Both projects interrogate how Black masculinity has been mythologised — through pornography, popular media, and centuries of racial fantasy — and how those myths continue to shape the ways Black men are seen, desired, and judged. These inherited narratives are not just visual stereotypes; they are scripts that continue to influence everyday performances of identity, from the private spaces of intimacy to the public stage of celebration.
Across both series, the Black male body becomes a site of projection and resistance — both subject and object, eroticised and politicised. Together, Sensi and BBC examine what happens when that body is made visible on its own terms, complicating the gaze, reclaiming pleasure, and exposing the thin line between performance and personhood.
Sensi Photography Project
“Sensi" is an exploration of some of the taboos and fantasies that are associated with the black male sexuality and masculinity in Western culture.
Since the dawn of western civilisation sexuality has been linked to fantasies of domination. Black Africans entered this new world where sadomasochistic rituals of dominance, power and play were already embedded in the fabric of sexuality. Domination became synonymous with black masculinity and permeated society's perception of it, being reinforced from one generation to the next. This notion of black masculinity has become imbedded in the Western idea of it and has come to influence how black males themselves see their own sexuality and how they express it.
This culture, fuelled by the mainstream media, has made black male sexuality and the black penis both a curiosity and a taboo. Black males having multiple female partners is perceived and accepted to be the norm. All of these attitudes and ideas fan the flames of sexual fantasies.
Interracial pornography has become increasingly popular among white male viewers. Featuring performers of different racial and ethnic backgrounds, it uses ethnic and racial stereotypes in its depiction of performers. The majority of Interracial movies are black male with white female.
Cuckolding has become the thinking-man's fetish of choice in modern pornography and race has its place within that. A cursory glance at cuckolding websites will show you the same dynamic repeated over and over again, which is white husband, white wife with African-American man, or 'mandingo' or 'bull' in cuck slang.

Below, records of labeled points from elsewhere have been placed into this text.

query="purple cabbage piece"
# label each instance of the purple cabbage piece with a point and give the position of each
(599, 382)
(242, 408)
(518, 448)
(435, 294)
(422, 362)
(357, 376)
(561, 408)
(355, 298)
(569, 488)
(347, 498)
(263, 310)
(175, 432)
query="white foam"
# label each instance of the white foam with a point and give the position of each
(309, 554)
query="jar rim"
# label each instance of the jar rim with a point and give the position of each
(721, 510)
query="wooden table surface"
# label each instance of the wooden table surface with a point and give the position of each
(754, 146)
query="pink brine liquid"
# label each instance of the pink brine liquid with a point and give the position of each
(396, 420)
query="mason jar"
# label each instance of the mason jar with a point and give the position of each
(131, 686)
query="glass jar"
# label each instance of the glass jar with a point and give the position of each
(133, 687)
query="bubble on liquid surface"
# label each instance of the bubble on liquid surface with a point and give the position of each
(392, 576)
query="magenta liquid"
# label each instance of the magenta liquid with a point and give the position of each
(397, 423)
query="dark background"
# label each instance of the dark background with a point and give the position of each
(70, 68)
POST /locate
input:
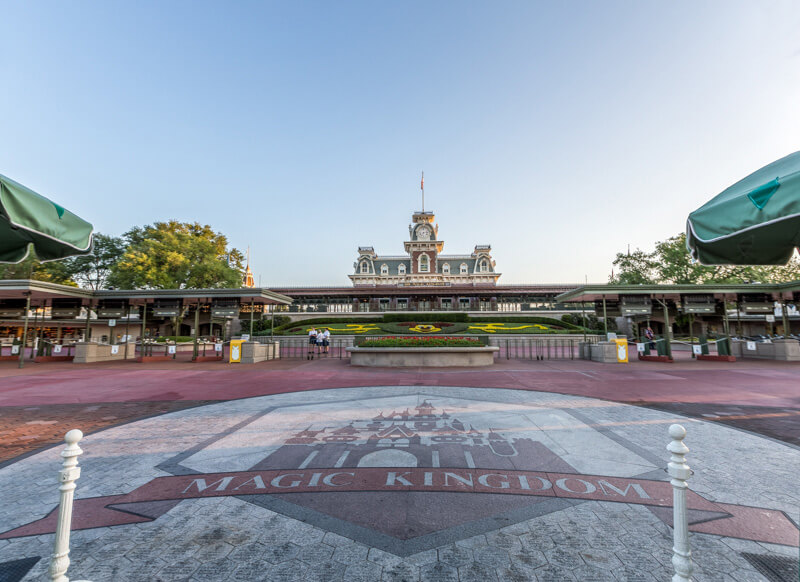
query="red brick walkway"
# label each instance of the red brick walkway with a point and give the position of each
(41, 402)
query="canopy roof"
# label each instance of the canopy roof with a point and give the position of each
(595, 292)
(44, 290)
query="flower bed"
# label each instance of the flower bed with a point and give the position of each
(421, 342)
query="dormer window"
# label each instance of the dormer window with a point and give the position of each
(424, 263)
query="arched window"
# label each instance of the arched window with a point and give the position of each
(424, 263)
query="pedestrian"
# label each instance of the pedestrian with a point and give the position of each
(648, 333)
(320, 339)
(326, 339)
(312, 341)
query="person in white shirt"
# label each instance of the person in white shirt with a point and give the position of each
(326, 335)
(312, 341)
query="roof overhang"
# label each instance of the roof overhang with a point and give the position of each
(45, 290)
(674, 292)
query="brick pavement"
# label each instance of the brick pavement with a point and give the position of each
(291, 537)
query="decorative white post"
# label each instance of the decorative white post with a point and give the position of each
(680, 472)
(59, 561)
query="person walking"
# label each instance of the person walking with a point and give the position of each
(326, 339)
(320, 339)
(312, 341)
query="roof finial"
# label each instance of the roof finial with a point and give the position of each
(422, 187)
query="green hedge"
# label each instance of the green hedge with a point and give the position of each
(402, 329)
(528, 319)
(324, 321)
(420, 342)
(425, 317)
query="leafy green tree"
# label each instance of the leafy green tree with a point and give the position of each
(634, 268)
(670, 262)
(176, 255)
(92, 271)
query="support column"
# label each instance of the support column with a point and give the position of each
(196, 349)
(144, 323)
(785, 318)
(25, 330)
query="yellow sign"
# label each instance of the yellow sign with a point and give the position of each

Sensi is an Escort in real life, providing for women and couples exclusively. The scenes in the monograph are reconstructions of moments of his life when he is providing those sexual services. The scenes are reconstructions based not only on his account but also on my own interpretation.
The female performers are women who willingly participated to the project. Some of them are sex workers and the others have no connection with the sex industry.
BBC: Black. Body. Construct.
"BBC: Black. Body Construct." explores how Black men have navigated, negotiated, and at times embraced the hypersexualised image projected onto them — not behind closed doors, but in the full glare of public life.
Since slavery and colonialism, the Black male body has been positioned as spectacle — desired, feared, fetishised. In the modern West, this history echoes through everyday spaces: festivals, nightclubs, carnival routes. These are environments where Black men, more than any other group, often inhabit the role expected of them — revealing their bodies, flirting, dancing, performing a masculinity shaped by both spectacle and societal projection.
The images in Black. Body. Construct. are documentary in style but sociological in intent. They capture fleeting moments of bodily self-expression that blur the lines between stereotype and agency. Sometimes celebratory, sometimes tense, they reveal how public visibility can be both freedom and trap.
This extension of Sensi does not moralise or censor. It continues the investigation into Black masculinity by shifting the focus from private reconstructions to real-world performances — where the eroticised image of the Black man is not just consumed, but sometimes reclaimed.